I have a major love/hate affair with google. This MindBlog uses google's blogger service, and so utterly depends on it, all my email addresses forward to my gmail account, I use it to synchronize all my calendar, documents, spreadsheets, and contacts, across multiple devices. I use google voice for phoning, google+ hangouts for video chats, etc. etc. Google's services have become such a prosthesis for me that I am quite helpless away from its Cloud. At the same time, I resist as many of the 'connectivity' efforts as much as I can. I emphatically do not want to know whether a friend is nearby, and don't want people following me. I think we are constantly flirting with the 'uncanny valley' effect, where what might be useful suddenly becomes very spooky.
In this vein, a
recent article noting google's efforts to model the human brain made me both excited, interested, and terrified at the same time. Google's brain used an array of 16,000 processors to create a neural network with more than one billion connections, and presented it with 10 million digital images found in YouTube videos. Without any instructions or labels, it learned to detect faces, human bodies, and cats! This suggests that the human brain, which has at least a million times more connections than this model, could learn significant classes of stimuli with minimum genetic nudging other than instructions for making nerves cells whose connections can be shaped by the sensory input received.

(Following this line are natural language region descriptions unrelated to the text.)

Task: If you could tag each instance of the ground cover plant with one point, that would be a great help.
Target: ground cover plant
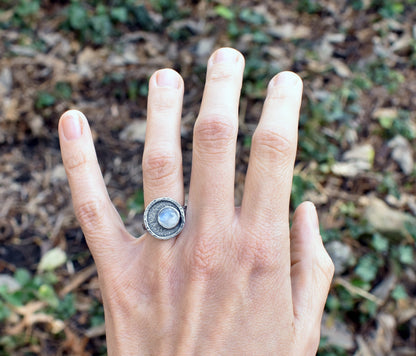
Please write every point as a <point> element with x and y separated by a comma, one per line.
<point>355,158</point>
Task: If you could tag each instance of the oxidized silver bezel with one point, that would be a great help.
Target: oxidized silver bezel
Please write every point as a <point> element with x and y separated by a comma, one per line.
<point>150,218</point>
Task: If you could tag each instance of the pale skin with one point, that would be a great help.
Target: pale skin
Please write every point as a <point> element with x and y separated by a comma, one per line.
<point>236,281</point>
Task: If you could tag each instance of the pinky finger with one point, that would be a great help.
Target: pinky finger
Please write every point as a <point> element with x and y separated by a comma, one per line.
<point>311,273</point>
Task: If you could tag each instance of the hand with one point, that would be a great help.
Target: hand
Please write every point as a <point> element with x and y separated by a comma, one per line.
<point>236,281</point>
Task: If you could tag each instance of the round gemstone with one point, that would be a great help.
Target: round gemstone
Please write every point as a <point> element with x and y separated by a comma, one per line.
<point>168,217</point>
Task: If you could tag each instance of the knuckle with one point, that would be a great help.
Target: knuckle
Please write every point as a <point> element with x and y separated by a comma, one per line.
<point>205,261</point>
<point>158,166</point>
<point>90,215</point>
<point>214,133</point>
<point>259,254</point>
<point>272,144</point>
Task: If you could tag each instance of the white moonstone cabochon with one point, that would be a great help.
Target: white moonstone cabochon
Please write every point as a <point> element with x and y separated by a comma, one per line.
<point>168,217</point>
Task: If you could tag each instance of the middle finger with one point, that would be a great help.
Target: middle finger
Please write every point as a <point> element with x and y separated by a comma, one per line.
<point>213,162</point>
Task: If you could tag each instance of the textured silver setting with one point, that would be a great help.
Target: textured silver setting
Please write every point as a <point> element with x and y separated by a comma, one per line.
<point>151,223</point>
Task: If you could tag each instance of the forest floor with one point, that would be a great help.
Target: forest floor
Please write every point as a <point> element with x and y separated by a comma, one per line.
<point>355,157</point>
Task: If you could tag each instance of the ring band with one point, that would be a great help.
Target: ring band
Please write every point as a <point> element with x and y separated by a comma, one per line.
<point>164,218</point>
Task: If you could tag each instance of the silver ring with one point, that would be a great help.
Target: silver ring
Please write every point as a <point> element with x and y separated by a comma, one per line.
<point>164,218</point>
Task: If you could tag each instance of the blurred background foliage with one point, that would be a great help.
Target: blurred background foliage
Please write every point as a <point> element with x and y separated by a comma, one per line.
<point>355,159</point>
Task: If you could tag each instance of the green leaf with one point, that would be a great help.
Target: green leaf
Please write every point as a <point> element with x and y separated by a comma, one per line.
<point>4,311</point>
<point>77,16</point>
<point>406,255</point>
<point>380,243</point>
<point>399,293</point>
<point>23,276</point>
<point>27,7</point>
<point>48,295</point>
<point>224,12</point>
<point>367,268</point>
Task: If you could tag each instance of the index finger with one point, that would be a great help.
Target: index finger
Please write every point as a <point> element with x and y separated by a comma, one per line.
<point>101,224</point>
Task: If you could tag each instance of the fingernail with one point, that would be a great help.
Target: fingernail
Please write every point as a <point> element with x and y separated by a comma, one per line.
<point>167,78</point>
<point>286,79</point>
<point>71,125</point>
<point>313,216</point>
<point>225,55</point>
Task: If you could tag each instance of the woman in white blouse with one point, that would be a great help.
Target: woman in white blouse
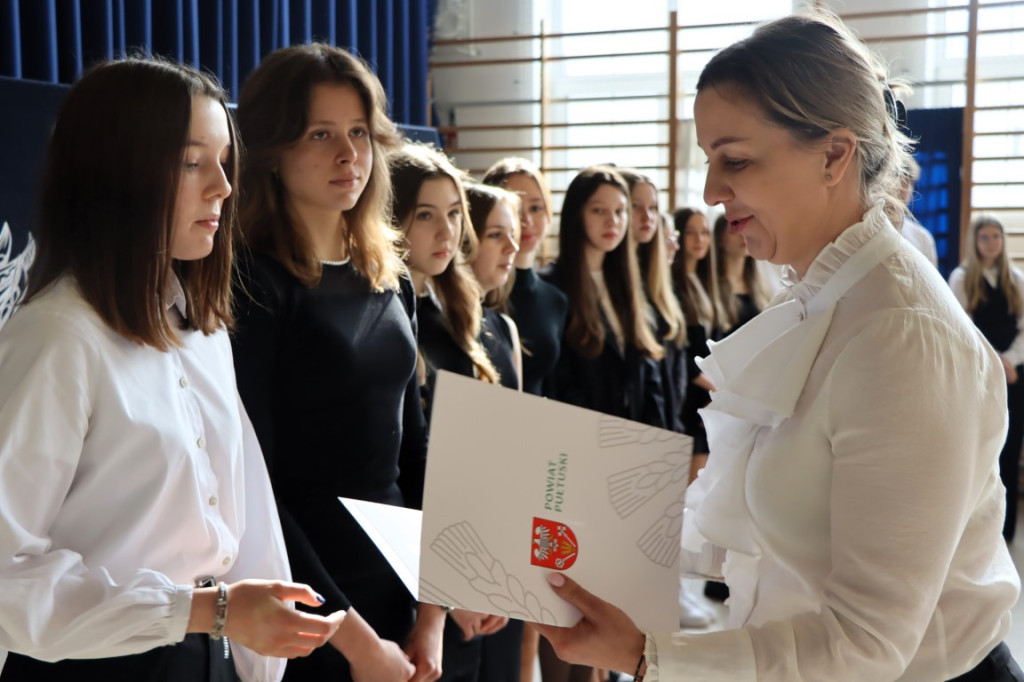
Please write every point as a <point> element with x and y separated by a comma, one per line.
<point>135,510</point>
<point>853,502</point>
<point>992,293</point>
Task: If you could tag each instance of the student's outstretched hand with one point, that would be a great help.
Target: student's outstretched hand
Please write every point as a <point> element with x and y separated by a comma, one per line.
<point>604,637</point>
<point>425,641</point>
<point>370,657</point>
<point>473,624</point>
<point>260,619</point>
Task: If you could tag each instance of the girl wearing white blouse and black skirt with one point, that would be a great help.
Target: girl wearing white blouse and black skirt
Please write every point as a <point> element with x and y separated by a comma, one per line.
<point>134,503</point>
<point>992,293</point>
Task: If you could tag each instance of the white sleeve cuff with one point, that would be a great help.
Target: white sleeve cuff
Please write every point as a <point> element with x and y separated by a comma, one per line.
<point>717,656</point>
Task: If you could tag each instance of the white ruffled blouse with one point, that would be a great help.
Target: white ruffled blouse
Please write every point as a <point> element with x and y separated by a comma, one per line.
<point>852,500</point>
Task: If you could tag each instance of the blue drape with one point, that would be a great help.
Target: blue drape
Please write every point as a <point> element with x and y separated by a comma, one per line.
<point>936,202</point>
<point>54,40</point>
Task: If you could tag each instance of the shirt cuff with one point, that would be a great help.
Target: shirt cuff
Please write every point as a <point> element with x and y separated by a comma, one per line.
<point>180,612</point>
<point>717,656</point>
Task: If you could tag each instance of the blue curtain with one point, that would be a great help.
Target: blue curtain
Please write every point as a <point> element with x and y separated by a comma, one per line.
<point>54,40</point>
<point>936,202</point>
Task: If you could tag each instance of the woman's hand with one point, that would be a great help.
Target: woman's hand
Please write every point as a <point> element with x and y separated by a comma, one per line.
<point>604,637</point>
<point>259,619</point>
<point>370,657</point>
<point>705,383</point>
<point>424,644</point>
<point>1010,371</point>
<point>473,624</point>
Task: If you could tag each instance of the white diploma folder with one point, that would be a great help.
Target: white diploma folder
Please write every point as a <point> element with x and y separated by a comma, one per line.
<point>519,486</point>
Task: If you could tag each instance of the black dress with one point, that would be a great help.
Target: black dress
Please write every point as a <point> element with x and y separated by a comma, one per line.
<point>747,310</point>
<point>998,326</point>
<point>481,658</point>
<point>621,382</point>
<point>328,376</point>
<point>540,310</point>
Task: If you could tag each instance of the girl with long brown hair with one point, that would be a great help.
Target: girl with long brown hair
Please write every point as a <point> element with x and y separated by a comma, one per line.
<point>539,308</point>
<point>655,272</point>
<point>326,348</point>
<point>136,510</point>
<point>429,209</point>
<point>852,503</point>
<point>609,354</point>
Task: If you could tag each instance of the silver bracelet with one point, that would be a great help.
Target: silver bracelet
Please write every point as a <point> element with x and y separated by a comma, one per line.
<point>220,615</point>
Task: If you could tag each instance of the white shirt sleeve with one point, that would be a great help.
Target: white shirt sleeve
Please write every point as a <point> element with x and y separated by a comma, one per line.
<point>910,508</point>
<point>1015,353</point>
<point>261,552</point>
<point>956,284</point>
<point>52,605</point>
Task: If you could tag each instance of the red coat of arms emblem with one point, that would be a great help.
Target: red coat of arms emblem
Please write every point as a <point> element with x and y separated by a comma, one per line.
<point>554,546</point>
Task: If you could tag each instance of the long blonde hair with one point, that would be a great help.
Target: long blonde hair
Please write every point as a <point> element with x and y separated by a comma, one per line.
<point>707,272</point>
<point>654,269</point>
<point>273,112</point>
<point>456,287</point>
<point>974,280</point>
<point>503,169</point>
<point>810,75</point>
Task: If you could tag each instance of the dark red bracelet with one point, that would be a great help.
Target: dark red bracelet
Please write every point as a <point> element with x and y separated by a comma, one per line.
<point>638,676</point>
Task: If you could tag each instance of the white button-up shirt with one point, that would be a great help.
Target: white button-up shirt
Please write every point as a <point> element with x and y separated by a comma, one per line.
<point>853,485</point>
<point>125,474</point>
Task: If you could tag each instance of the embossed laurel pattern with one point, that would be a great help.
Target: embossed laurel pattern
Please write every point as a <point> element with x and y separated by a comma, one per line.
<point>614,432</point>
<point>13,271</point>
<point>460,546</point>
<point>630,489</point>
<point>660,543</point>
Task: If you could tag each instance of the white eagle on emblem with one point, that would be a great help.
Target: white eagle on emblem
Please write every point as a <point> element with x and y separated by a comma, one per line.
<point>13,271</point>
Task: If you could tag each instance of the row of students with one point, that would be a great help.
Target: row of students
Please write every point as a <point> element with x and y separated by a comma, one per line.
<point>991,292</point>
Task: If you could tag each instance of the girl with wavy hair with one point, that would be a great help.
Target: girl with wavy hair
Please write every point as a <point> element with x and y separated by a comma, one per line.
<point>855,522</point>
<point>326,351</point>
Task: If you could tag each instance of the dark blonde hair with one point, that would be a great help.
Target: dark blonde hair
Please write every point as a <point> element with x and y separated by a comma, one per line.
<point>809,75</point>
<point>109,194</point>
<point>456,287</point>
<point>273,113</point>
<point>503,169</point>
<point>481,200</point>
<point>707,271</point>
<point>755,281</point>
<point>974,280</point>
<point>653,261</point>
<point>585,332</point>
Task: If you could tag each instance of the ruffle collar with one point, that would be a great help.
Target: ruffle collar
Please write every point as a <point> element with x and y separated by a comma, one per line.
<point>833,257</point>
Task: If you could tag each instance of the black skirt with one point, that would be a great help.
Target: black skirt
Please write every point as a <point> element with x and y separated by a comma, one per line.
<point>196,658</point>
<point>998,666</point>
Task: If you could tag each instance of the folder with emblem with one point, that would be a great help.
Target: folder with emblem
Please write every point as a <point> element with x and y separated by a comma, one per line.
<point>518,486</point>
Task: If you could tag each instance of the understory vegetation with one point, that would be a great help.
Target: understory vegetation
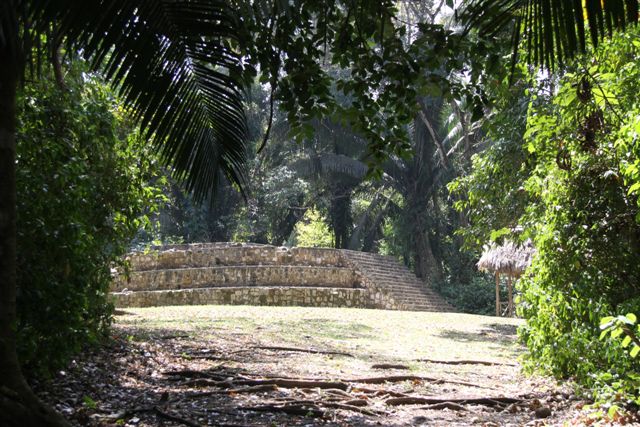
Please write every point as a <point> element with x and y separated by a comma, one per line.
<point>401,131</point>
<point>571,185</point>
<point>84,187</point>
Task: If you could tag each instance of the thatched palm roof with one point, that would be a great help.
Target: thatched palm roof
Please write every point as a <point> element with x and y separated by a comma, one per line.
<point>508,258</point>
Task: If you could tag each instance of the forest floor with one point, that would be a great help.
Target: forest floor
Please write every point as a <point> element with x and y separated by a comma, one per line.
<point>286,366</point>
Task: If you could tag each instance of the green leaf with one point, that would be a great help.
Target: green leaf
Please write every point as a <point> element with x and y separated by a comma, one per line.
<point>616,332</point>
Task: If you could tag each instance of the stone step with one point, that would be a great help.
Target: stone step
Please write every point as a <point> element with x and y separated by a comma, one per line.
<point>184,256</point>
<point>231,273</point>
<point>243,295</point>
<point>400,282</point>
<point>181,278</point>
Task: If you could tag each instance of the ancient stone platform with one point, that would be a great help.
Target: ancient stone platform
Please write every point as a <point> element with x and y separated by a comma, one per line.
<point>252,274</point>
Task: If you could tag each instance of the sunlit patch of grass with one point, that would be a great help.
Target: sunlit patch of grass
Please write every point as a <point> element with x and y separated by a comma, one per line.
<point>368,334</point>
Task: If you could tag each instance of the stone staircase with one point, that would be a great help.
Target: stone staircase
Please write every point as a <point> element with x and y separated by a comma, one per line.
<point>406,289</point>
<point>252,274</point>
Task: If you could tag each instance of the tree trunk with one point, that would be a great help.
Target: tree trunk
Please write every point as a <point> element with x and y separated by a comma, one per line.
<point>18,405</point>
<point>427,267</point>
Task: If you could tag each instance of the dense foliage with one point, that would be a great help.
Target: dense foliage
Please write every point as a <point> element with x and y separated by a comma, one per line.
<point>572,185</point>
<point>83,184</point>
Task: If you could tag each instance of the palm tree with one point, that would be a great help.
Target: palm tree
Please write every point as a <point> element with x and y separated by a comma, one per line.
<point>553,31</point>
<point>172,63</point>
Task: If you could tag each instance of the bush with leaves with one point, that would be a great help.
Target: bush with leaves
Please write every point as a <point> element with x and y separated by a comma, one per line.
<point>82,192</point>
<point>577,171</point>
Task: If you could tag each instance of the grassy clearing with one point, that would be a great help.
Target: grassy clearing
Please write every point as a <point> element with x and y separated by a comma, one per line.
<point>379,334</point>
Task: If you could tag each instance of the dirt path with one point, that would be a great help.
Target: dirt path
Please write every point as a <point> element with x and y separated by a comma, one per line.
<point>268,366</point>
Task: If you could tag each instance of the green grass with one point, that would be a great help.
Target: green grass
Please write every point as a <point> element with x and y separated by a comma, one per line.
<point>375,334</point>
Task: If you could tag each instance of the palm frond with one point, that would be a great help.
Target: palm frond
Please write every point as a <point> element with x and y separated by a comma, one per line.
<point>553,31</point>
<point>172,63</point>
<point>322,164</point>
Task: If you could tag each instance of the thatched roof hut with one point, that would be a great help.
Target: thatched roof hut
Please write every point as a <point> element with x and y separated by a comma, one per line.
<point>509,258</point>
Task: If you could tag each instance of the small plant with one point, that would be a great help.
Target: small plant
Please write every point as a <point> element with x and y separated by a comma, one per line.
<point>622,325</point>
<point>89,402</point>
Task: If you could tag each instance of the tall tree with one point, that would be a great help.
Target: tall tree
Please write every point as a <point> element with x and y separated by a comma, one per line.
<point>552,31</point>
<point>172,63</point>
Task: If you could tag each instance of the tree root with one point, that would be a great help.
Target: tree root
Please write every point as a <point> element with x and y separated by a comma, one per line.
<point>160,413</point>
<point>388,366</point>
<point>252,389</point>
<point>295,409</point>
<point>401,378</point>
<point>301,350</point>
<point>485,401</point>
<point>280,382</point>
<point>445,405</point>
<point>465,362</point>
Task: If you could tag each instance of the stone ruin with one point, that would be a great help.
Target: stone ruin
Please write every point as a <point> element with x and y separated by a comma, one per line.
<point>253,274</point>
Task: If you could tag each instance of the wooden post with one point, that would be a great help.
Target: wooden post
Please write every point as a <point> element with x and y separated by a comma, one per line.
<point>497,294</point>
<point>510,301</point>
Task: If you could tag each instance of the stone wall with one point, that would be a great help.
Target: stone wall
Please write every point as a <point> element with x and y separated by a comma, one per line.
<point>230,273</point>
<point>245,275</point>
<point>181,256</point>
<point>280,296</point>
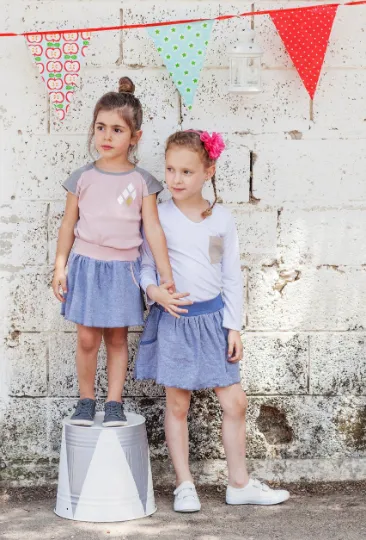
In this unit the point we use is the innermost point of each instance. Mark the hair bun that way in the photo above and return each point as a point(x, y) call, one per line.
point(126, 85)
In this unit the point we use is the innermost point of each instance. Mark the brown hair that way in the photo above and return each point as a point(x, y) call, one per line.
point(191, 140)
point(125, 103)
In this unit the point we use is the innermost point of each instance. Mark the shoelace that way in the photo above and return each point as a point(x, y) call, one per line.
point(183, 495)
point(114, 409)
point(260, 485)
point(85, 406)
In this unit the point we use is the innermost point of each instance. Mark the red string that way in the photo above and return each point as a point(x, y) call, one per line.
point(168, 23)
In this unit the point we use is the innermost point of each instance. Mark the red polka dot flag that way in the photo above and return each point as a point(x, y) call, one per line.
point(305, 34)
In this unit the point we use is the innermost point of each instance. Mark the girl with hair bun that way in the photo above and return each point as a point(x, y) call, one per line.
point(107, 201)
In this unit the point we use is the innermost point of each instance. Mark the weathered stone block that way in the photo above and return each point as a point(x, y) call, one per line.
point(257, 230)
point(25, 101)
point(309, 173)
point(335, 106)
point(275, 363)
point(27, 355)
point(282, 106)
point(233, 172)
point(30, 296)
point(338, 363)
point(304, 427)
point(63, 376)
point(315, 237)
point(23, 234)
point(58, 409)
point(24, 430)
point(42, 178)
point(55, 216)
point(289, 299)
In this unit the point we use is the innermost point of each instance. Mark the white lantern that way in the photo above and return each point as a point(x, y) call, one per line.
point(245, 65)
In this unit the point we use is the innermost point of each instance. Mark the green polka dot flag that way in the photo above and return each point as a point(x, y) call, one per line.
point(182, 48)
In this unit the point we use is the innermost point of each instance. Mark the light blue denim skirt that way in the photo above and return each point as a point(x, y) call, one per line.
point(103, 294)
point(188, 353)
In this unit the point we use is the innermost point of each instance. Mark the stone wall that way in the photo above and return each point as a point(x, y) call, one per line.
point(294, 176)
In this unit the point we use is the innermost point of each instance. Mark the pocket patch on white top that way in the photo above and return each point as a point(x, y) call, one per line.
point(216, 249)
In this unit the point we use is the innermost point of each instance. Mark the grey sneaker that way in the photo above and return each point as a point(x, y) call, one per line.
point(114, 415)
point(84, 413)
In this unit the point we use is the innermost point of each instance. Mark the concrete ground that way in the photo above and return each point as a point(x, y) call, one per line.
point(331, 514)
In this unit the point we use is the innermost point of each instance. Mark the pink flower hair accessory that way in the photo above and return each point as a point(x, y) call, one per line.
point(214, 144)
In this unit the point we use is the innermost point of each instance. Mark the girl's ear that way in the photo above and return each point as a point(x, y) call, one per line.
point(135, 139)
point(210, 171)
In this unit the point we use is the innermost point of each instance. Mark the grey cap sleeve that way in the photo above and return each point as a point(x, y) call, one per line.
point(152, 184)
point(72, 183)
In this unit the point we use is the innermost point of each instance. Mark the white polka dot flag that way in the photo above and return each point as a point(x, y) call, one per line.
point(305, 34)
point(182, 48)
point(58, 57)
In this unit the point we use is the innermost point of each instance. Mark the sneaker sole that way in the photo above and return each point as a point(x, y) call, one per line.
point(85, 423)
point(188, 511)
point(115, 424)
point(262, 503)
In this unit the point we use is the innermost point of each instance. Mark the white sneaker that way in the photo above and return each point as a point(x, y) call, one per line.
point(255, 492)
point(186, 498)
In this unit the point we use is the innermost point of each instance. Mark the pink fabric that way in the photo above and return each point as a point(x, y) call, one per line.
point(110, 213)
point(214, 144)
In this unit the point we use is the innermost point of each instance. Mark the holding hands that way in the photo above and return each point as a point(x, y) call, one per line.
point(169, 300)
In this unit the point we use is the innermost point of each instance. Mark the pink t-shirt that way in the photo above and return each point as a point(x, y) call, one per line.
point(109, 224)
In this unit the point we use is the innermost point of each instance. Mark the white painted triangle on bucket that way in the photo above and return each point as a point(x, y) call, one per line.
point(109, 492)
point(63, 503)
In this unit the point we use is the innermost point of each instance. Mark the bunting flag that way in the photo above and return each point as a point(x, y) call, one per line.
point(305, 34)
point(183, 48)
point(58, 57)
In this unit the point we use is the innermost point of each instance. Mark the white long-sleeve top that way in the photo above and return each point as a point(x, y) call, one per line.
point(204, 257)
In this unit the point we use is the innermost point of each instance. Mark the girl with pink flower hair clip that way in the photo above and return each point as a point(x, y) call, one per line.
point(195, 343)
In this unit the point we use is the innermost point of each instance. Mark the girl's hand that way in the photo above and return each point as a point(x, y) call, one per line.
point(59, 284)
point(170, 302)
point(235, 351)
point(172, 288)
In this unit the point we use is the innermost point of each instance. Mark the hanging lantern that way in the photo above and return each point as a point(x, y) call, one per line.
point(245, 65)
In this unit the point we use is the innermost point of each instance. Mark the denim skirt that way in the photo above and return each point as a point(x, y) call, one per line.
point(189, 353)
point(103, 294)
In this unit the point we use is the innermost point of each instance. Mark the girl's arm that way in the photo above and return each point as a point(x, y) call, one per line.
point(156, 238)
point(65, 242)
point(155, 293)
point(232, 291)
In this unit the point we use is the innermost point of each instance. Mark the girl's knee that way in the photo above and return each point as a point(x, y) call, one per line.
point(115, 339)
point(89, 341)
point(237, 407)
point(178, 406)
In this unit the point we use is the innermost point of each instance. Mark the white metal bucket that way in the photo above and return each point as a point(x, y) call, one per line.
point(105, 473)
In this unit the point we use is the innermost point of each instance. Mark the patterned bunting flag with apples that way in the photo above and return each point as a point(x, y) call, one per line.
point(58, 58)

Here is the abstract from Le et al.(
PDF here):
We consider the problem of building high-level, class-specific feature detectors from only unlabeled data. For example, s it possible to learn a face detector using only unlabeled images? To answer this, we train a 9- layered locally connected sparse autoencoder with pooling and local contrast normalization on a large dataset of images (the model has 1 billion connections, the dataset has 10 million 200x200 pixel images downloaded from the Internet). We train this network using model parallelism and asynchronous SGD on a cluster with 1,000 machines (16,000 cores) for three days. Contrary to what appears to be a widely-held intuition, our experimental results reveal that it is possible to train a face detector without having to label images as containing a face or not. Control experiments show that this feature detector is robust not only to translation but also to scaling and out-of-plane rotation. We also found that the same network is sensitive to other high-level concepts such as cat faces and human bodies. Starting with these learned features, we trained our network to obtain 15.8% accuracy in recognizing 20,000 object categories from ImageNet, a leap of 70% relative improvement over the previous state-of-the-art.